La politica estera è definita dalla politica interna e Biden sarà il presidente di un Paese profondamente diviso politicamente, gravemente ferito da una devastante epidemia, economicamente indebolito e alle prese con numerose difficili crisi internazionali, aggravate o iniziate dalle scelte del suo predecessore. Il nuovo presidente dovrà ricostruire la credibilità degli Stati Uniti e insieme trovare il modo di risolvere, o quanto meno riportare sotto controllo, le crisi in atto.
Questo non lascia molto spazio per il business as usual. Per affrontare la questione della Corea del Nord, il nuovo inquilino della Casa Bianca avrà bisogno del Giappone, della Corea del Sud, ma anche della Cina. D’altro canto non potrà abbandonare Taiwan, né fare concessioni al nazionalismo espansionista di Pechino nel Pacifico.
Ci si aspetta una posizione americana più dura nei confronti di Vladimir Putin e dell’avventurismo militare della Russia nel Mediterraneo che coinvolgerà direttamente l’Europa e verrà recepita in modo diverso da Paese a Paese. In questo quadro, né gli europei, né gli americani (repubblicani o democratici) hanno ancora elaborato una strategia credibile nei confronti della Turchia di Erdogan e delle sue ambizioni regionali.

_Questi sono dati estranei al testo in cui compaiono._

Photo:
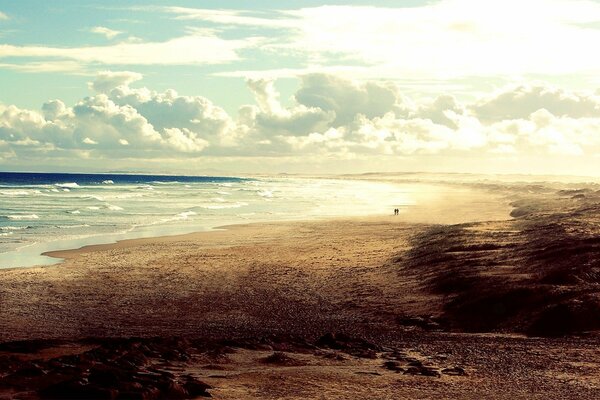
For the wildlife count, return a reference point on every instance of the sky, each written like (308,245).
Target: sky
(193,87)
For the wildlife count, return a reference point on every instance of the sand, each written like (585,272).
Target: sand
(416,289)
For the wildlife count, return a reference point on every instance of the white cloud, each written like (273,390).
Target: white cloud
(71,67)
(332,118)
(443,39)
(186,50)
(107,80)
(106,32)
(523,100)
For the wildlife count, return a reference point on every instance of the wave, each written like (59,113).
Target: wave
(19,217)
(72,226)
(186,214)
(210,206)
(13,228)
(19,192)
(95,197)
(265,193)
(68,185)
(146,187)
(179,217)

Nel frattempo, Biden ha espresso l’intenzione di riprendere il dialogo con l’Iran, cosa peraltro tutt’altro che facile, sia perché il vecchio accordo sul nucleare che Trump aveva abbandonato dovrebbe essere esteso al settore missilistico, sia perché Teheran ha nel frattempo indurito la sua posizione. Più in generale, c’è il rischio che una tale svolta da parte di Washington spinga Israele, l’Arabia Saudita e altri Stati arabi a irrigidire il loro confronto con l’Iran, rischiando il conflitto armato.
In altri termini, non è possibile limitarsi a rimettere indietro gli orologi. Come minimo, gli alleati europei farebbero bene a prepararsi a una richiesta pressante di maggiore impegno e più esplicito allineamento nei confronti sia di Mosca che di Pechino. Un atteggiamento tiepido o interlocutorio da parte degli alleati danneggerebbe Biden in politica interna, indebolendo la sua leadership e la sua forza negoziale. E questo non potrebbe che riflettersi in politica estera.

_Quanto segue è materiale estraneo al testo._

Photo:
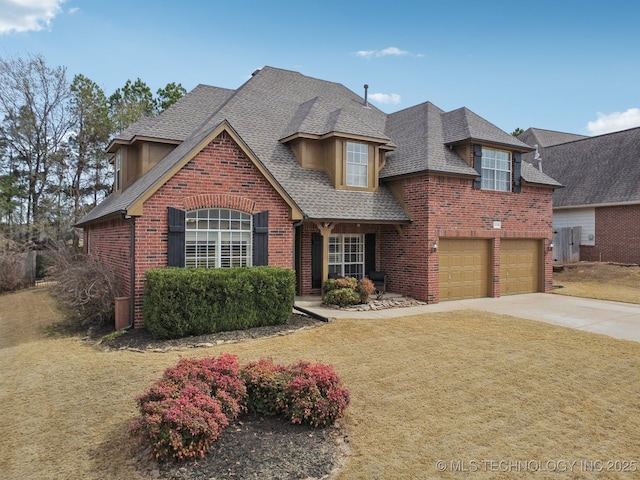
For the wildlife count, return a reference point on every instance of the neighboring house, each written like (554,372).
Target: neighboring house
(601,194)
(302,173)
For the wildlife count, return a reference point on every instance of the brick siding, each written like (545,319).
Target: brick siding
(450,207)
(220,176)
(617,236)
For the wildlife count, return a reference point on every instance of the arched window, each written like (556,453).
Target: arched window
(218,237)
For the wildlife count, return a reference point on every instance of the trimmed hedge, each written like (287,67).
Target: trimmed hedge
(179,302)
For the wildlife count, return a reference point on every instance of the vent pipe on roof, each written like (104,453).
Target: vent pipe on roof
(536,156)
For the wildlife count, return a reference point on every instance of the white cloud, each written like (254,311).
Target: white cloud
(614,122)
(25,15)
(389,51)
(385,98)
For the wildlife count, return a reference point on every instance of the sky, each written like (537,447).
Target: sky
(566,65)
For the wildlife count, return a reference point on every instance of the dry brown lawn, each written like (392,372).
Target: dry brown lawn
(492,394)
(599,280)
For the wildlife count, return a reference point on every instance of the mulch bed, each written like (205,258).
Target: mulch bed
(253,447)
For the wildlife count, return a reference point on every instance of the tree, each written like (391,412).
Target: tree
(35,125)
(169,95)
(130,103)
(89,164)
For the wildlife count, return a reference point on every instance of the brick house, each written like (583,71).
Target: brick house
(302,173)
(601,194)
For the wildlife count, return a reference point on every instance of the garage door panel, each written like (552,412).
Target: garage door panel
(520,266)
(464,268)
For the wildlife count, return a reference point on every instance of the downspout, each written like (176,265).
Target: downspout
(132,267)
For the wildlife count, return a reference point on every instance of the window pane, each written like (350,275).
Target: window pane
(205,232)
(496,170)
(357,164)
(346,255)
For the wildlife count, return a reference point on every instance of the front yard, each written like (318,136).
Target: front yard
(433,396)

La vittoria elettorale di Biden non è stata anche una vittoria del Partito democratico. È possibile che il Senato resti a maggioranza repubblicana dopo i ballottaggi di gennaio in Georgia, e la Camera dei Rappresentanti è sì rimasta in mano ai democratici, ma con un margine ridotto. Essi già guardano con preoccupazione alla prossima scadenza elettorale fra due anni.
Biden dovrà cercare il punto di incontro tra un Partito democratico che deriva fortemente a sinistra e un Partito repubblicano che resta ancora a trazione “trumpiana”. Ha quindi bisogno di idee forti e condivise e di successi.
In politica estera, questo potrebbe tradursi nella riproposizione agli alleati di una grande “lega delle democrazie”, con il compito di arginare la crescente influenza internazionale delle potenze totalitarie. È un disegno che in passato era stato soprattutto appannaggio della destra, ma che ora potrebbe assumere contorni progressisti. Inoltre, avrebbe il vantaggio, per la politica americana, di collegare assieme sia il versante dell’Atlantico sia quello del Pacifico.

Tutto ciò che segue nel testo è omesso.